Coupe du monde 2026 : La justice canadienne ferme la porte à Thomas Partey
Coup dur pour les Black Stars à la veille de leur entrée en lice dans la Coupe du monde 2026. La justice canadienne a rejeté, mardi 16 juin, le recours introduit par le gouvernement ghanéen visant à obtenir un visa pour Thomas Partey. Le milieu de terrain manquera ainsi le premier match du Ghana face au Panama, prévu mercredi à Toronto.
Cette décision met un terme à plusieurs jours d'intenses démarches diplomatiques et judiciaires menées par Accra pour permettre à l'un des cadres de la sélection nationale de participer à cette rencontre décisive du groupe L.
Une bataille judiciaire perdue
Selon le média public canadien CBC, la Cour fédérale du Canada a confirmé la position des autorités migratoires, qui avaient refusé l'entrée sur le territoire à l'ancien joueur d'Arsenal en raison de la procédure pénale en cours à son encontre au Royaume-Uni.
Thomas Partey, aujourd'hui âgé de 32 ans et évoluant à Villarreal en Espagne, fait face à sept chefs d'accusation de viol et à une accusation d'agression sexuelle. Les faits présumés concernent quatre femmes et remonteraient à la période 2020-2022, lorsqu'il portait les couleurs d'Arsenal. Le joueur a plaidé non coupable et conteste fermement l'ensemble des accusations. Son procès est prévu en 2027.
Estimant cette décision « extrêmement injuste », le gouvernement ghanéen avait dénoncé le fait qu'un refus de visa puisse être fondé sur des accusations non encore jugées. Dans un communiqué, le ministère des Affaires étrangères a rappelé que le principe de présomption d'innocence devait être pris en compte. « Tout en respectant le droit souverain du Canada d'appliquer ses lois en matière d'immigration, le Ghana estime que le fait de se fonder sur des accusations non prouvées en l'absence d'une décision judiciaire soulève des questions fondamentales d'équité et de proportionnalité », a souligné le ministère.
Le Ghana contraint de s'adapter
Actuellement présent à Boston avec le reste de la délégation ghanéenne, Thomas Partey ne pourra donc pas effectuer le déplacement à Toronto pour affronter le Panama.
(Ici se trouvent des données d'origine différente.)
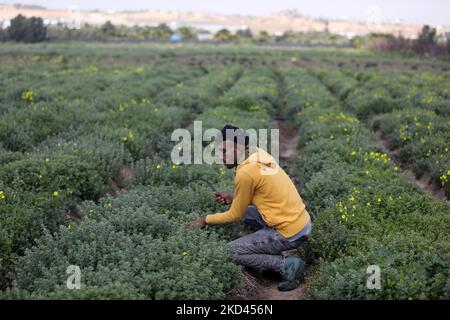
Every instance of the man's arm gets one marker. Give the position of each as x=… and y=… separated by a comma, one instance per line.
x=243, y=194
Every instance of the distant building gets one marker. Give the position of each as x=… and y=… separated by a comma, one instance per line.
x=176, y=37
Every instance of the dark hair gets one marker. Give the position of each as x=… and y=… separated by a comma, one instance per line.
x=237, y=135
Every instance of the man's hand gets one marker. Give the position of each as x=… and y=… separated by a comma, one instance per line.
x=200, y=223
x=223, y=197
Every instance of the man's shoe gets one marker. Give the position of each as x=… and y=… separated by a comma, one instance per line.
x=293, y=271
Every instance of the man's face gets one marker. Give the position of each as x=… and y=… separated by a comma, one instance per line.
x=228, y=154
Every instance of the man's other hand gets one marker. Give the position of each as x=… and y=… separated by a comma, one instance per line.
x=223, y=198
x=200, y=223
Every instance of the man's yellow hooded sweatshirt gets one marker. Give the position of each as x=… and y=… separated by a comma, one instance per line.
x=260, y=181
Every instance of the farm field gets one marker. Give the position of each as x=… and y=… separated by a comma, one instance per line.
x=86, y=177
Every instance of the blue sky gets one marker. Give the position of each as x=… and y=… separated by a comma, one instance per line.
x=436, y=12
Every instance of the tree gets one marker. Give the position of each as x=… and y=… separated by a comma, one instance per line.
x=244, y=33
x=224, y=35
x=163, y=31
x=263, y=36
x=427, y=36
x=186, y=33
x=27, y=29
x=108, y=28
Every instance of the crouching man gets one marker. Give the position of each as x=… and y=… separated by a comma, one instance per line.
x=267, y=202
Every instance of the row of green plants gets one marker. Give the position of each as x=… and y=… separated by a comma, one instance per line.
x=67, y=172
x=131, y=247
x=365, y=213
x=203, y=92
x=256, y=89
x=67, y=132
x=410, y=110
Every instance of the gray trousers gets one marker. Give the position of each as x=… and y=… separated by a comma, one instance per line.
x=261, y=249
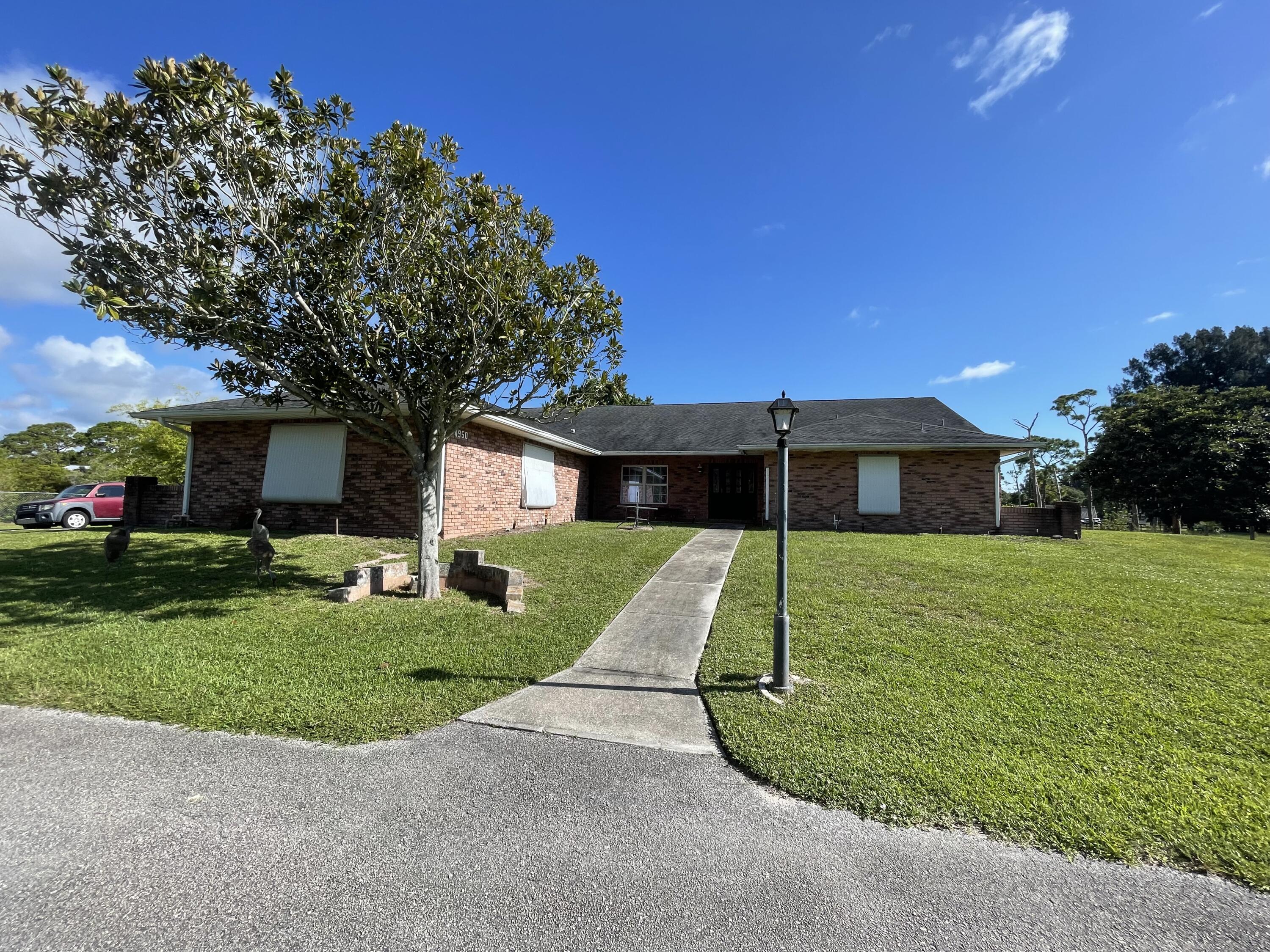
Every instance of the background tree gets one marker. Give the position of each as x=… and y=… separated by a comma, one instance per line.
x=35, y=460
x=1208, y=360
x=1032, y=460
x=1185, y=454
x=601, y=390
x=1053, y=462
x=56, y=443
x=1081, y=413
x=119, y=448
x=370, y=281
x=28, y=475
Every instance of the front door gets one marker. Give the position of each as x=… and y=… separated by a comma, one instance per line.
x=734, y=492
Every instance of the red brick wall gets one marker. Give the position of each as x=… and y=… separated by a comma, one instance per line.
x=687, y=484
x=483, y=485
x=939, y=490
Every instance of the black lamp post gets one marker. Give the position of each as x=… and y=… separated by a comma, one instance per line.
x=783, y=421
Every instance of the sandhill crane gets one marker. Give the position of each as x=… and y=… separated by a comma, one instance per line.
x=263, y=551
x=260, y=531
x=117, y=544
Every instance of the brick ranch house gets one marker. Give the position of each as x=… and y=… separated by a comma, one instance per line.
x=891, y=465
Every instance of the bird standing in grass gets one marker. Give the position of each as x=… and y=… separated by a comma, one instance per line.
x=260, y=546
x=117, y=544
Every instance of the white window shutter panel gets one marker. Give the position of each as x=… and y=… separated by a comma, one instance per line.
x=879, y=485
x=538, y=478
x=305, y=464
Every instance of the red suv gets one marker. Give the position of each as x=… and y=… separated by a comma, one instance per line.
x=75, y=507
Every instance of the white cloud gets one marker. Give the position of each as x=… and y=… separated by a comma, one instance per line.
x=901, y=32
x=32, y=266
x=79, y=382
x=962, y=60
x=1019, y=52
x=988, y=369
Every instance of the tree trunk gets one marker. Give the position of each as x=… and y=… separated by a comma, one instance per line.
x=426, y=494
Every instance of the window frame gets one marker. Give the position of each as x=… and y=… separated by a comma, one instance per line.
x=893, y=490
x=279, y=483
x=647, y=488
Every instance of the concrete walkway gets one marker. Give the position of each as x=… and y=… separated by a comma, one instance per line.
x=637, y=683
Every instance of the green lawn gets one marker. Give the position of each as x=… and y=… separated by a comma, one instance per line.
x=1107, y=697
x=179, y=633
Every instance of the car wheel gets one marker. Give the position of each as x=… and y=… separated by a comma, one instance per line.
x=75, y=520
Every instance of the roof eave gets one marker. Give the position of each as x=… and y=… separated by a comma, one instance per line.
x=300, y=413
x=864, y=447
x=213, y=415
x=508, y=426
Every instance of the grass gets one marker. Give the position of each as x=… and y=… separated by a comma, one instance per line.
x=1105, y=697
x=181, y=633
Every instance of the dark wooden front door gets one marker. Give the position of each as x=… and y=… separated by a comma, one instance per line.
x=734, y=492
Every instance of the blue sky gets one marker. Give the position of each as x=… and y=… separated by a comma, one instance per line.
x=988, y=202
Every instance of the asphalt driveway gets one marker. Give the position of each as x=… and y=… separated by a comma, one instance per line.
x=119, y=834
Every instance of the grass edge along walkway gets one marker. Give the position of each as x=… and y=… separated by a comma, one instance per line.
x=179, y=633
x=1104, y=697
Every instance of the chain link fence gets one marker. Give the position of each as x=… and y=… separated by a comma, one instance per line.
x=9, y=503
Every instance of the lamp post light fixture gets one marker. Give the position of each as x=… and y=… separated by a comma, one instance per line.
x=783, y=421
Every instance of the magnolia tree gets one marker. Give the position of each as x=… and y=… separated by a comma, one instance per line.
x=371, y=281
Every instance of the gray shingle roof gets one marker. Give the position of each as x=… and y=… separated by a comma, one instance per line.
x=712, y=428
x=719, y=428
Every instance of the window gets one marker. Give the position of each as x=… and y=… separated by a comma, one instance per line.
x=646, y=485
x=538, y=478
x=879, y=485
x=305, y=464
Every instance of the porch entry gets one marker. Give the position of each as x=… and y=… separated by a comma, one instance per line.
x=734, y=492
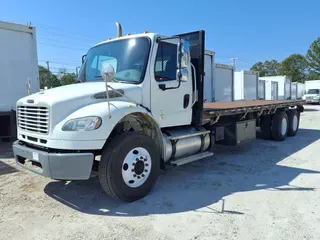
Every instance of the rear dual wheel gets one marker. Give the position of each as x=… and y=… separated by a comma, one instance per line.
x=280, y=125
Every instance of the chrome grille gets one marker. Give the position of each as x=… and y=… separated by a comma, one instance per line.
x=33, y=119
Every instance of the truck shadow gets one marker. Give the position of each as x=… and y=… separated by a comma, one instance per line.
x=196, y=186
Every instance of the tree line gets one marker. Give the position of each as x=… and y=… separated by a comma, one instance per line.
x=50, y=80
x=299, y=67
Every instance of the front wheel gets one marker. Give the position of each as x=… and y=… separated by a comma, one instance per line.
x=129, y=166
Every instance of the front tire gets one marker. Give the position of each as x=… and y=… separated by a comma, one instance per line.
x=129, y=166
x=294, y=119
x=279, y=126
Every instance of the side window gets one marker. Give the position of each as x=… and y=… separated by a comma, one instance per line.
x=165, y=68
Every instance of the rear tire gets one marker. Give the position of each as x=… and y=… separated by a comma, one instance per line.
x=129, y=166
x=293, y=122
x=279, y=126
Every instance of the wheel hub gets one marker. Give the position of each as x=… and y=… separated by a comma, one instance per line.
x=136, y=167
x=139, y=167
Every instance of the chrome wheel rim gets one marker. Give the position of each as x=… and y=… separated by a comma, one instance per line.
x=284, y=126
x=136, y=167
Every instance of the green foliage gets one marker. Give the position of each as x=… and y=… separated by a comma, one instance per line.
x=313, y=56
x=47, y=79
x=295, y=66
x=267, y=68
x=68, y=78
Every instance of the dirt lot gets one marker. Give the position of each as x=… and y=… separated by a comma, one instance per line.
x=263, y=190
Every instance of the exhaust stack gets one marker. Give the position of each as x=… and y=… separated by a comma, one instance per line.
x=119, y=29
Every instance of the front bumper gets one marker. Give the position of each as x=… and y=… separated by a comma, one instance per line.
x=64, y=166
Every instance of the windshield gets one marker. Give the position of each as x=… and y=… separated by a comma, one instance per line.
x=313, y=91
x=127, y=56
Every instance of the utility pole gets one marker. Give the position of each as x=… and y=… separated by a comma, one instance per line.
x=234, y=61
x=48, y=66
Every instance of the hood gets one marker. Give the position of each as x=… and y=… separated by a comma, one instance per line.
x=83, y=91
x=64, y=100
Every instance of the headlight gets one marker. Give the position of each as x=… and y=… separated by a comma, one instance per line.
x=82, y=124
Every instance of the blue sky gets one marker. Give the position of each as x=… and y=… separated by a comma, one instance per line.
x=250, y=30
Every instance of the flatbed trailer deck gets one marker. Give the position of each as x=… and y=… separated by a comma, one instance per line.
x=239, y=107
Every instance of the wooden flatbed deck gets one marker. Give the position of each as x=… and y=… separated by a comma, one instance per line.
x=230, y=108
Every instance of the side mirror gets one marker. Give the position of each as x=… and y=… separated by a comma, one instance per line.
x=107, y=73
x=183, y=74
x=183, y=54
x=84, y=58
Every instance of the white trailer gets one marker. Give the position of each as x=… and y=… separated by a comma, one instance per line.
x=284, y=86
x=223, y=82
x=18, y=70
x=297, y=90
x=246, y=85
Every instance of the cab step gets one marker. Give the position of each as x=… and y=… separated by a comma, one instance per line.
x=192, y=158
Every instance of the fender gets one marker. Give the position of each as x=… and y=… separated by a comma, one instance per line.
x=118, y=110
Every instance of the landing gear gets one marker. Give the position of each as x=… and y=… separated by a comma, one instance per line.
x=129, y=166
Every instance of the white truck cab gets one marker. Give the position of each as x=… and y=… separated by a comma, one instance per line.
x=137, y=106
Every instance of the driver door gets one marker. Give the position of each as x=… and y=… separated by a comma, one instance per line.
x=176, y=107
x=170, y=107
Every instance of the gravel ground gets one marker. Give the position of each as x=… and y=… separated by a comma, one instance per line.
x=262, y=190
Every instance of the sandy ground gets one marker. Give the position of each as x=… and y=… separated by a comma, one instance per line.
x=262, y=190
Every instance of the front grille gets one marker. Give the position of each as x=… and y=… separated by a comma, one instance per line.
x=33, y=119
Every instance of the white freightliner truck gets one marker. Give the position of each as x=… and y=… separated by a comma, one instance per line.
x=138, y=106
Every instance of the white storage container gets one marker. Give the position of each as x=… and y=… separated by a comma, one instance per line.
x=208, y=84
x=284, y=86
x=312, y=84
x=218, y=80
x=18, y=63
x=246, y=85
x=297, y=90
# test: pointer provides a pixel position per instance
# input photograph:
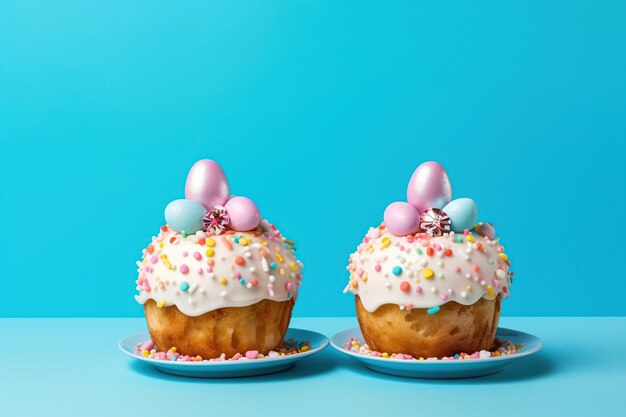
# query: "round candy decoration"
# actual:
(207, 184)
(185, 215)
(401, 219)
(244, 214)
(429, 187)
(463, 213)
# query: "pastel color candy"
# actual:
(429, 187)
(207, 184)
(185, 215)
(462, 212)
(401, 219)
(244, 214)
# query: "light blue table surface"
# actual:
(70, 367)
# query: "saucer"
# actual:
(228, 368)
(441, 368)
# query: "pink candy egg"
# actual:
(401, 219)
(429, 187)
(207, 184)
(244, 214)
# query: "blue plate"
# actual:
(439, 369)
(228, 369)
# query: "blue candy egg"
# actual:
(185, 215)
(463, 213)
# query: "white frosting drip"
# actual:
(247, 267)
(474, 268)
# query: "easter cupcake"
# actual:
(217, 279)
(429, 281)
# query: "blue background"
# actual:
(319, 111)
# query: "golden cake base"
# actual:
(453, 329)
(229, 330)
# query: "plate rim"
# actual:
(439, 362)
(283, 358)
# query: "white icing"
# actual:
(162, 272)
(466, 276)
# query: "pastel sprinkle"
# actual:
(433, 310)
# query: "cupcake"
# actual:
(429, 281)
(217, 279)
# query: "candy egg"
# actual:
(401, 219)
(185, 215)
(462, 212)
(207, 184)
(429, 187)
(244, 214)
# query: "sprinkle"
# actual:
(264, 264)
(167, 263)
(227, 243)
(433, 310)
(427, 273)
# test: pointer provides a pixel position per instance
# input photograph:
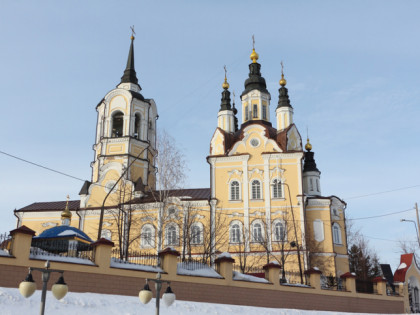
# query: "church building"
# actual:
(264, 203)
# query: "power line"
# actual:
(42, 166)
(382, 192)
(381, 215)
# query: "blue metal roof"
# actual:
(62, 231)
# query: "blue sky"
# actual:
(352, 70)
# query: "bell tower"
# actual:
(125, 142)
(255, 98)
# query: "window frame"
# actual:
(258, 190)
(236, 193)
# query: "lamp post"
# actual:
(28, 287)
(415, 225)
(146, 294)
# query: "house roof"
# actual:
(190, 194)
(63, 231)
(51, 206)
(405, 263)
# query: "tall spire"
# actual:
(225, 104)
(129, 72)
(283, 92)
(255, 80)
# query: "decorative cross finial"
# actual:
(132, 32)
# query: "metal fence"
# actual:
(192, 264)
(135, 257)
(61, 248)
(332, 283)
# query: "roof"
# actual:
(63, 231)
(51, 206)
(186, 194)
(405, 263)
(279, 137)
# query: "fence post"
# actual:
(224, 265)
(350, 281)
(169, 261)
(314, 278)
(102, 252)
(21, 242)
(272, 273)
(380, 284)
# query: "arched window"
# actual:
(171, 235)
(234, 190)
(255, 111)
(147, 236)
(137, 121)
(256, 189)
(196, 234)
(277, 189)
(106, 234)
(280, 233)
(336, 234)
(257, 232)
(117, 124)
(235, 233)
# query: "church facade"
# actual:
(264, 203)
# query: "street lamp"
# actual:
(146, 294)
(27, 287)
(415, 225)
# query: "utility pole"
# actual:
(417, 214)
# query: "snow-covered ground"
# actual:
(12, 303)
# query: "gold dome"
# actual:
(254, 56)
(308, 146)
(283, 81)
(66, 214)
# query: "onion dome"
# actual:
(283, 92)
(130, 75)
(308, 146)
(309, 164)
(255, 81)
(225, 101)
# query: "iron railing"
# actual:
(135, 258)
(192, 264)
(332, 283)
(61, 248)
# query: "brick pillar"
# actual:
(168, 260)
(380, 284)
(21, 243)
(314, 278)
(272, 273)
(102, 253)
(224, 265)
(350, 281)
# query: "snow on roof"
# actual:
(127, 265)
(205, 271)
(241, 277)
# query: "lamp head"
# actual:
(168, 297)
(60, 288)
(146, 294)
(27, 287)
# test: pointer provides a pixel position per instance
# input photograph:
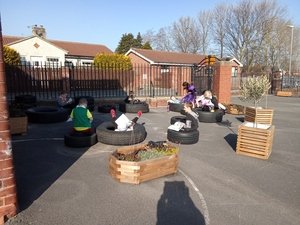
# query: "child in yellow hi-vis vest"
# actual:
(82, 118)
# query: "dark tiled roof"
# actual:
(170, 57)
(73, 48)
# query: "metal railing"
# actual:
(144, 80)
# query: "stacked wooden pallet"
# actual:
(255, 135)
(255, 141)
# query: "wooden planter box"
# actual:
(284, 93)
(234, 109)
(137, 172)
(255, 142)
(18, 125)
(259, 115)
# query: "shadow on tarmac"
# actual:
(176, 207)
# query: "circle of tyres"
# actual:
(134, 107)
(175, 119)
(183, 136)
(90, 100)
(80, 140)
(175, 107)
(106, 108)
(107, 135)
(210, 117)
(45, 114)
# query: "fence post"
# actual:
(8, 195)
(222, 81)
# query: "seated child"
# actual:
(124, 125)
(173, 99)
(64, 100)
(191, 115)
(205, 101)
(82, 118)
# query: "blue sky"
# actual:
(104, 22)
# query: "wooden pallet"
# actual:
(255, 142)
(18, 125)
(137, 172)
(259, 115)
(284, 93)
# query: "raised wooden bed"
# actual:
(234, 109)
(259, 115)
(18, 125)
(255, 141)
(137, 172)
(284, 93)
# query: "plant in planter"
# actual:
(18, 120)
(253, 90)
(138, 163)
(255, 135)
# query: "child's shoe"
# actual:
(113, 113)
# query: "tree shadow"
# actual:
(38, 163)
(176, 207)
(231, 139)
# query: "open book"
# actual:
(177, 126)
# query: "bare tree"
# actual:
(186, 35)
(219, 17)
(248, 28)
(161, 40)
(205, 27)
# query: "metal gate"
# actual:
(202, 78)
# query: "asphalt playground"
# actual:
(59, 185)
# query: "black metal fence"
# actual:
(143, 80)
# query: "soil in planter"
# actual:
(151, 151)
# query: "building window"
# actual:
(52, 62)
(165, 69)
(23, 60)
(234, 71)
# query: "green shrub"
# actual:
(113, 61)
(11, 56)
(254, 88)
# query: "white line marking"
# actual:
(202, 200)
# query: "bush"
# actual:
(254, 88)
(114, 61)
(11, 56)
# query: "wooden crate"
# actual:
(284, 93)
(259, 115)
(255, 142)
(137, 172)
(18, 125)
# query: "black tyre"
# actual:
(80, 141)
(175, 119)
(26, 101)
(90, 100)
(106, 108)
(210, 117)
(106, 134)
(45, 114)
(134, 107)
(175, 107)
(183, 137)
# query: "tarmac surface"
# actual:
(58, 185)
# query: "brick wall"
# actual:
(8, 199)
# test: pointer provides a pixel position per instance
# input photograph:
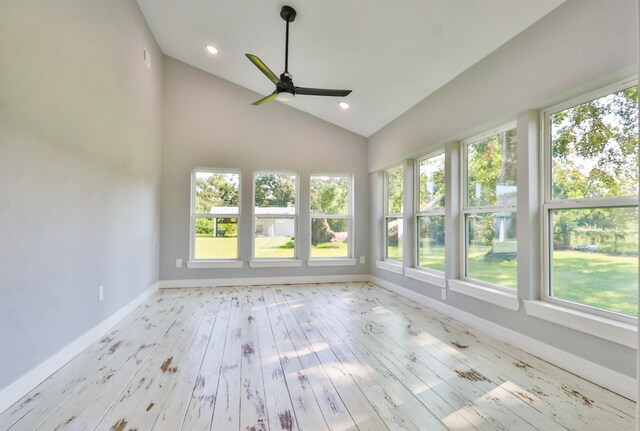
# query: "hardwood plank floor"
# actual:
(349, 356)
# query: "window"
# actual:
(275, 215)
(330, 216)
(489, 208)
(214, 214)
(430, 212)
(393, 214)
(590, 210)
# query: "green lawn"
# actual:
(432, 257)
(330, 249)
(209, 247)
(394, 252)
(596, 279)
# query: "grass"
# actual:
(590, 278)
(209, 247)
(330, 249)
(597, 279)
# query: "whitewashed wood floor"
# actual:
(308, 357)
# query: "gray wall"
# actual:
(581, 45)
(209, 122)
(79, 171)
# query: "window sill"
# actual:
(205, 264)
(331, 262)
(275, 263)
(390, 266)
(494, 296)
(608, 329)
(426, 276)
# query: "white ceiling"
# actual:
(392, 54)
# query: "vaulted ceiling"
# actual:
(391, 54)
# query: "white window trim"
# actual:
(254, 262)
(429, 276)
(221, 262)
(388, 215)
(331, 261)
(315, 261)
(618, 332)
(436, 277)
(391, 266)
(214, 264)
(465, 284)
(274, 263)
(557, 309)
(484, 293)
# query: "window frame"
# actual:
(388, 215)
(349, 217)
(466, 210)
(418, 213)
(193, 216)
(255, 261)
(549, 204)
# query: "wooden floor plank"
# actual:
(88, 407)
(280, 412)
(253, 410)
(226, 411)
(546, 393)
(47, 396)
(343, 356)
(310, 370)
(307, 410)
(387, 393)
(201, 403)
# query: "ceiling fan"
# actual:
(285, 90)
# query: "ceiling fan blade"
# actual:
(265, 99)
(322, 92)
(263, 68)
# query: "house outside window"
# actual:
(430, 213)
(215, 213)
(394, 229)
(489, 209)
(275, 215)
(331, 216)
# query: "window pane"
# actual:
(431, 182)
(394, 191)
(431, 242)
(330, 195)
(330, 237)
(274, 237)
(275, 191)
(492, 248)
(595, 148)
(217, 192)
(595, 257)
(491, 168)
(216, 238)
(394, 238)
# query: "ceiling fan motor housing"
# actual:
(288, 13)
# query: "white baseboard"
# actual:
(261, 281)
(16, 390)
(598, 374)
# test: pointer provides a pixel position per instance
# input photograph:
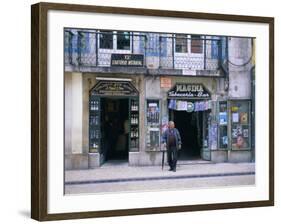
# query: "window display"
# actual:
(153, 125)
(223, 121)
(134, 125)
(94, 127)
(240, 124)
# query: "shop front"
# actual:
(128, 116)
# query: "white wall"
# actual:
(15, 112)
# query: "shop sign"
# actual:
(114, 88)
(165, 82)
(128, 60)
(187, 90)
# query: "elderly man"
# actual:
(172, 140)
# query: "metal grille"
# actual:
(168, 51)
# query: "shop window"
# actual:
(196, 44)
(153, 125)
(134, 125)
(106, 39)
(240, 124)
(181, 43)
(123, 40)
(223, 124)
(94, 126)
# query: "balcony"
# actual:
(161, 53)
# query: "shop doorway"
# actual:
(114, 129)
(190, 126)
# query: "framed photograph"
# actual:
(141, 111)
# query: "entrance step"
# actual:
(193, 162)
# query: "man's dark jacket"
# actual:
(177, 137)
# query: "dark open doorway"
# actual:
(190, 128)
(114, 118)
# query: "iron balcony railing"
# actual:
(167, 51)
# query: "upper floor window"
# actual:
(196, 44)
(181, 43)
(123, 40)
(106, 39)
(114, 40)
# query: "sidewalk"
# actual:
(121, 171)
(119, 177)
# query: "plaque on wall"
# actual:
(128, 60)
(116, 88)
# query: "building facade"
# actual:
(122, 88)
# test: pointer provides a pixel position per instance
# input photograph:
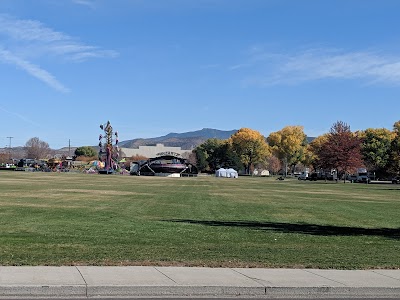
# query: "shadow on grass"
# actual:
(302, 228)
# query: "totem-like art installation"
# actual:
(108, 153)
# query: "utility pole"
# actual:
(9, 150)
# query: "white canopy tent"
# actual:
(229, 173)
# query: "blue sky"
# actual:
(160, 66)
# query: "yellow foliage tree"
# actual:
(250, 146)
(313, 149)
(289, 144)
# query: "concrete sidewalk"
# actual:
(92, 282)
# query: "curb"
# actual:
(32, 292)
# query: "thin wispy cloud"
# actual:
(35, 71)
(84, 3)
(25, 42)
(19, 116)
(320, 64)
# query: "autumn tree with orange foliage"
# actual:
(250, 146)
(341, 150)
(312, 153)
(289, 144)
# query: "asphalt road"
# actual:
(199, 298)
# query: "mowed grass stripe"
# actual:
(71, 219)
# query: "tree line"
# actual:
(377, 149)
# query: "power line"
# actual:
(10, 137)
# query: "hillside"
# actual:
(186, 140)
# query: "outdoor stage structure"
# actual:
(168, 164)
(107, 152)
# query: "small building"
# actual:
(228, 173)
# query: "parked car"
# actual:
(396, 180)
(351, 177)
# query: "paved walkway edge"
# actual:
(31, 292)
(104, 282)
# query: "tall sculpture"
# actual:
(108, 153)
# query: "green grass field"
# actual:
(80, 219)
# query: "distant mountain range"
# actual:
(186, 140)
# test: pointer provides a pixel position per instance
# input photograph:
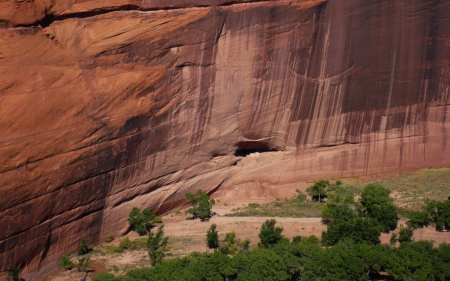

En revanche, il pourrait être disponible pour les deux autres rencontres du groupe, disputées aux États-Unis : contre l'Angleterre puis face à la Croatie, à Philadelphie.
Le sélectionneur Carlos Queiroz avait d'ailleurs anticipé cette éventualité.
« L'affaire est en cours. Il n'y a pas lieu de faire des commentaires. Quelle que soit la décision, notre équipe sera prête », avait-il déclaré devant la presse.
La FIFA en retrait
Interrogée sur ce dossier sensible, la FIFA a indiqué ne jouer aucun rôle dans les procédures d'immigration appliquées par les pays hôtes. De son côté, le gouvernement canadien a réaffirmé que l'organisation d'événements sportifs internationaux ne modifiait en rien l'application de ses lois.
« Chaque personne souhaitant venir au Canada fait l'objet d'une évaluation individuelle, fondée sur les faits disponibles et la loi applicable », a rappelé un porte-parole du ministère canadien de l'Immigration.
Au-delà de l'impact sportif, cette affaire met en lumière les défis juridiques et diplomatiques auxquels peuvent être confrontées les sélections nationales lors d'une compétition organisée sur plusieurs territoires. Pour le Ghana, l'heure est désormais à la mobilisation afin de réussir son entrée dans le Mondial malgré l'absence de l'un de ses joueurs les plus expérimentés.